Hace unos días, un memorioso escritor (aunque a veces la memoria falla) publicó un artículo en un matutino porteño sobre las antiguas librerías en las que apunta sobre los distintos públicos y afirmó, sobre el mundo de los coleccionistas, “que no es esencialmente un público lector”. Añadió que “para los bibliófilos que frecuentan esos lugares los libros no son instrumentos de conocimiento sino fetiches, como jarrones de la dinastía Ming, a los que hay que tocar lo menos posible, porque se deterioran con solo hojearlos”.

Seguramente debe existir algún personaje como el que este nonagenario y mediático autor describe, sin embargo, a fin de aclarar, como ya lo hizo el presidente de la Asociación de Libreros Anticuarios (ALADA), Roberto Vega, haré algunos comentarios. El Instituto Bonaerense de Numismática y Antigüedades, fundado en 1872 (este año celebra su sesquicentenario), tuvo en su seno a destacados coleccionistas que fueron coleccionistas y bibliófilos.

Merecen destacarse entre ellos Carlos Alberto Pueyrredon, abogado, diputado, intendente de Buenos Aires, historiador y coleccionista, famoso por los Quijotes que atesoraba en su residencia de la avenida Las Heras, por citar una de sus aficiones, que le dieron renombre internacionalmente. No sólo los atesoró sino que escribió un opúsculo “El falso Quixote”, y además presidió la Academia Nacional de la Historia.

José Luis Molinari fue un destacado médico, radiólogo, miembro fundador de la Sociedad Argentina de Historia de la Medicina, y del Instituto desde 1937 hasta su muerte en 1971. Poseía maravillas, entre ellas las primeras ediciones de la “Anatomía” de Andrés Vesalio o “La Argentina” de Rui Díaz de Guzmán, además de una importante colección de impresos dedicados a la historia de la medicina en el Río de la Plata; fue, también, miembro de la Academia Nacional de la Historia.

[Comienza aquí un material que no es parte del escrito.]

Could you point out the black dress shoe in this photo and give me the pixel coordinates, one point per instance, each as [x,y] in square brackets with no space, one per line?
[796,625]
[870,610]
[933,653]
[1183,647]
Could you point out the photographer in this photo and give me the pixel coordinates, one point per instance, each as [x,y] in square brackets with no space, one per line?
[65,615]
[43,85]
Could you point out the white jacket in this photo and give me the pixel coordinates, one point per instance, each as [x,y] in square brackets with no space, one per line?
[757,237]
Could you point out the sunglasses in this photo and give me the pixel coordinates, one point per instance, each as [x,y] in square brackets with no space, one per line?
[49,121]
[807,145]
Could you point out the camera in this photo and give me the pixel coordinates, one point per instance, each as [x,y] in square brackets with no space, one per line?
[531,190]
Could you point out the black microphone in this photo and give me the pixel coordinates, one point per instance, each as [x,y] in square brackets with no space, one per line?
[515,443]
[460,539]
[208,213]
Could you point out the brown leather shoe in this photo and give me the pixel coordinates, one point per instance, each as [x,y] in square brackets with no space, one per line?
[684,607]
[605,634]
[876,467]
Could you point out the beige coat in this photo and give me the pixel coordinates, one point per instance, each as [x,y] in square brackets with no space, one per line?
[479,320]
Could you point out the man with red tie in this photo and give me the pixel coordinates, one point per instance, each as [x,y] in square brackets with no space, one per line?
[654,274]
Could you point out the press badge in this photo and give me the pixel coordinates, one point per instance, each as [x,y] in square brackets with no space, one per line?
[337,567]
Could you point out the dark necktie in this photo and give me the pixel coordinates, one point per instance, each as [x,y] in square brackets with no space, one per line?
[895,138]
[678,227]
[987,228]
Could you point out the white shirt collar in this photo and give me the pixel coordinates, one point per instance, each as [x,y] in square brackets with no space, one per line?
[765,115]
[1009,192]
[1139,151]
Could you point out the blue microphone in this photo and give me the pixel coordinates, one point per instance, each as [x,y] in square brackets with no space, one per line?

Oscar Carbone fue miembro del Instituto y poseedor de una magnífica biblioteca y documentos, la que, lamentablemente, a su muerte y a pesar de los deseos de su esposa María Luisa del Pino, no quedó en el país. Acabado ejemplo de estudioso, su bibliografía sobre diversas temáticas se basaba en muchos casos en libros, documentos o material inédito de su colección.

Marcos de Estrada integró el Instituto Bonaerense desde 1947. Estudioso de las invasiones inglesas, formó una excepcional colección documental sobre esas jornadas, lo mismo que sobre otro tema como Juan Moreira o referidos a la historia sanjuanina.

Miguel Ángel Cárcano fue otro destacado coleccionista y su pasión era recorrer las librerías de viejo en Buenos Aires, o las parisinas a orillas del Sena, o las del barrio Universitario, que recorría con Carlos Alberto Pueyrredon. Con esos volúmenes o viejos papeles, siempre hallaba motivo para un artículo interesante o una conversación cautivante.

Julián Cáceres Freyre, propietario de una biblioteca de más de 30.000 volúmenes, que a su muerte pasó con sus documentos a la Universidad Austral, fue otro acabado exponente del estudioso y coleccionista.

Eduardo Durnhöfer fue un destacado coleccionista, especialmente en la figura de Mariano Moreno, que presidió el Instituto Bonaerense y dejó una valiosa producción bibliográfica, además de haber sido generoso donante de algunas de sus piezas o volúmenes a instituciones públicas.

Podemos mencionar a Matías Errázuriz, Alejo y Alfredo González Garaño, Martiniano Leguizamón, Elisa Peña, Enrique Peña (h), Carlos Roberts, Marcial Quiroga, Ernesto J. Fitte, Guillermo Moores, Elena de Studer, Carlos A. Zemborain, Alberto Dodero, Humberto F. Burzio, José Eduardo de Cara, Arnaldo Cunietti Ferrando y Fernando Chao (h) de la larga nómina de los fallecidos, añadiendo a quienes no integraron el Instituto pero estuvieron vinculados por la común afición como Juan Jorge Cabodi, José María Mariluz Urquijo y José Luis Trenti Rocamora.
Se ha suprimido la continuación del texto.